Late rental payments continue to pose a challenge nationally to commercial property landlords.

TPN credit bureau said almost one in four tenants had paid rent after the due date in the fourth quarter of last year.

It said the most negatively affected regions were the Eastern Cape and KwaZulu-Natal, where more than one in three tenants were consistently late payers.

However, TPN said that on the positive side, it was also customary for commercial rent collections to recover in the first quarter of each year.

TPN said that in addition to the current pressure of generally tough economic conditions and volatile currency issues, a variety of more seasonal challenges probably also featured in the fourth quarter.

For instance, Statistics SA employment data showed a consistent annual decrease in unemployment in the fourth quarter of each year, indicating a rise in temporary work for the period and consequently additional wage expenses for many businesses. Bonus pay still resulted in extra cash-flow stress for most firms during this time and December holiday shutdowns exacerbated matters.

TPN’s Commercial Rental Monitor, which covers office, retail and industrial rentals across South Africa, showed that 81 percent of commercial tenants were in good standing for the fourth quarter.

Tenants in good standing comprise those who paid on time (57 percent), paid in the grace period (8 percent) and paid late (15 percent).

TPN said that after the planned credit amnesty, landlords and their property managers would still be able to rely on vital rental data for tenant leasing decisions when placing tenants. It said credit bureaus treated their commercial data or information on businesses and consumer profiles in the same manner.

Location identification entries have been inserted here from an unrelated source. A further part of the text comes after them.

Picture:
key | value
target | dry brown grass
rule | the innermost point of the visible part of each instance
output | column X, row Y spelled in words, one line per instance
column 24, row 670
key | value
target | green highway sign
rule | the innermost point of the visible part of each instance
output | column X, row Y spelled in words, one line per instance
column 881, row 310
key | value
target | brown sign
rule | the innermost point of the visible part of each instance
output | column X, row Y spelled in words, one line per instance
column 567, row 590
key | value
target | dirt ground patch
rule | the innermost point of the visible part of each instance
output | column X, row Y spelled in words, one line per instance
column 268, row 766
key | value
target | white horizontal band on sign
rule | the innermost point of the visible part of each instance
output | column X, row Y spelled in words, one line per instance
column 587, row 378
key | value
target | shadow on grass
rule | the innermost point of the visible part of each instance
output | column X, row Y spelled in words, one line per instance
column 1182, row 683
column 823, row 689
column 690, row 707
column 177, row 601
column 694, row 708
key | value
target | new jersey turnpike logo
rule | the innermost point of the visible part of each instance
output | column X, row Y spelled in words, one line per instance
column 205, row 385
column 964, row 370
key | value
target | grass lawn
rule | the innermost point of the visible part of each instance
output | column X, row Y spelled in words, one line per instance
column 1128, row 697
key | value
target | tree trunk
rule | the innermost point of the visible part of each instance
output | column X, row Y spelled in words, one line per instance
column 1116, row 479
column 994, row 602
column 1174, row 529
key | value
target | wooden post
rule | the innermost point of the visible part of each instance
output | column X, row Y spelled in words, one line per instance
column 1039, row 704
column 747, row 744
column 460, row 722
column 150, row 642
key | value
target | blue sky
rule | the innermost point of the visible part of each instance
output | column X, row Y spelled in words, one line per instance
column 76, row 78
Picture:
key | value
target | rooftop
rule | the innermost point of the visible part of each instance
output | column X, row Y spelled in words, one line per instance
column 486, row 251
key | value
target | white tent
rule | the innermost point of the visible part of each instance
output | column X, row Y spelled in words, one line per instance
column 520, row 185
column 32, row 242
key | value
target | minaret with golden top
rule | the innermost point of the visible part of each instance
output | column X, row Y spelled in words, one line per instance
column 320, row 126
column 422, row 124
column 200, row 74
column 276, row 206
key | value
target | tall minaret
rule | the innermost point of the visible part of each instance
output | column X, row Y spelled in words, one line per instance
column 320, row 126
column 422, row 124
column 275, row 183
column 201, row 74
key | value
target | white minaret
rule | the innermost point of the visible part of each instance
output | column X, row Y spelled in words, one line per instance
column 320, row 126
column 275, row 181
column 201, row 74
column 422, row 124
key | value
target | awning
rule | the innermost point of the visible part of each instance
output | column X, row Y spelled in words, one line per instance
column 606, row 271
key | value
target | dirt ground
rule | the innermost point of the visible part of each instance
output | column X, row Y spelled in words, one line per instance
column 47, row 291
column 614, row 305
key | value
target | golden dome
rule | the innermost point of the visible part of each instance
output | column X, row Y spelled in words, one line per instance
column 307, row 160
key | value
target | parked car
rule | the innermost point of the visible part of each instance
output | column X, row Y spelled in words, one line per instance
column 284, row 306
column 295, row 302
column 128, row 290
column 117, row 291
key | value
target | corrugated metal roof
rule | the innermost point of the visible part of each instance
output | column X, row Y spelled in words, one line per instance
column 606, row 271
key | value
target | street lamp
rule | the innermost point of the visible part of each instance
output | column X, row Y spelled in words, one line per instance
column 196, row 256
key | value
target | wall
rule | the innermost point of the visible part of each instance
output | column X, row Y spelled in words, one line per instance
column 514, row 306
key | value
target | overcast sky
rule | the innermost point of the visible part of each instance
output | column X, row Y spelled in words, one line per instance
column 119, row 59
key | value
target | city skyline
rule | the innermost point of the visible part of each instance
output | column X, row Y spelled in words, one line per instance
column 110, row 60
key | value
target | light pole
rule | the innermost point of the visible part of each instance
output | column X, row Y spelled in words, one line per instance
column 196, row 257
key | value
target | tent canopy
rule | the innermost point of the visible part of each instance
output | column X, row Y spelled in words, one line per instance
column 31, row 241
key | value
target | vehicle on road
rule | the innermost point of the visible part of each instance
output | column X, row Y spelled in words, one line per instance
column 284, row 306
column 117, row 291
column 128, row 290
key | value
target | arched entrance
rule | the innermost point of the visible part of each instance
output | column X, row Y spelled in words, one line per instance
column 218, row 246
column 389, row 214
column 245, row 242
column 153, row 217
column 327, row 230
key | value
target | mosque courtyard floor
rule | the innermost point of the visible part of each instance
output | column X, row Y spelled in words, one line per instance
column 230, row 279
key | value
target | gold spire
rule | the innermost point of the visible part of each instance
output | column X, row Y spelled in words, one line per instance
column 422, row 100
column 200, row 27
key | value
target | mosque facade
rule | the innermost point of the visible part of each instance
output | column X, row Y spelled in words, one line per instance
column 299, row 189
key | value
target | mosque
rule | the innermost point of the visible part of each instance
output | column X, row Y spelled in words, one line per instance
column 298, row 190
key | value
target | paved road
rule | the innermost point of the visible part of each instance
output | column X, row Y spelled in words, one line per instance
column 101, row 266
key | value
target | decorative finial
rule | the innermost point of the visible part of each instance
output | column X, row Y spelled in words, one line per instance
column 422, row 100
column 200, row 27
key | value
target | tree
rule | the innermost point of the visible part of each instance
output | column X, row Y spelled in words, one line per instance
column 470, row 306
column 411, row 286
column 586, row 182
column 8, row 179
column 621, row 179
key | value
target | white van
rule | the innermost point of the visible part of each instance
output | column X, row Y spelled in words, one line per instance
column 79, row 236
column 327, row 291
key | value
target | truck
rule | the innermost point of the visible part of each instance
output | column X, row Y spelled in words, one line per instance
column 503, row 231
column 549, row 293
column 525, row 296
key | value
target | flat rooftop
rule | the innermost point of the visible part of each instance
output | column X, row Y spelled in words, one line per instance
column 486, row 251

TPN said the recently gazetted regulations requiring credit bureaus to delete adverse information and paid-up judgments would be applied across commercial and consumer credit bureau databases simultaneously but rental payment profile data, which provided a monthly payment account of tenants’ payment status, including paid on time, paid late, paid partially or not paid, would not be affected.

Without rental payment profile data, the credit amnesty would be alarming for all landlords, it said. Another trend highlighted by TPN’s latest Commercial Rental Monitor was the continuation of the trend of tenants migrating towards more affordable rentals.

TPN said 38 percent of commercial tenants now rented for less than R10 000 a month, which was an increase from 35 percent in the previous quarter and 29 percent two years ago.

The credit bureau stressed that as this more affordable segment of the market continued to grow, it was important for landlords and property managers to take cognisance of the fact that it was now the most challenging segment in which to collect rent.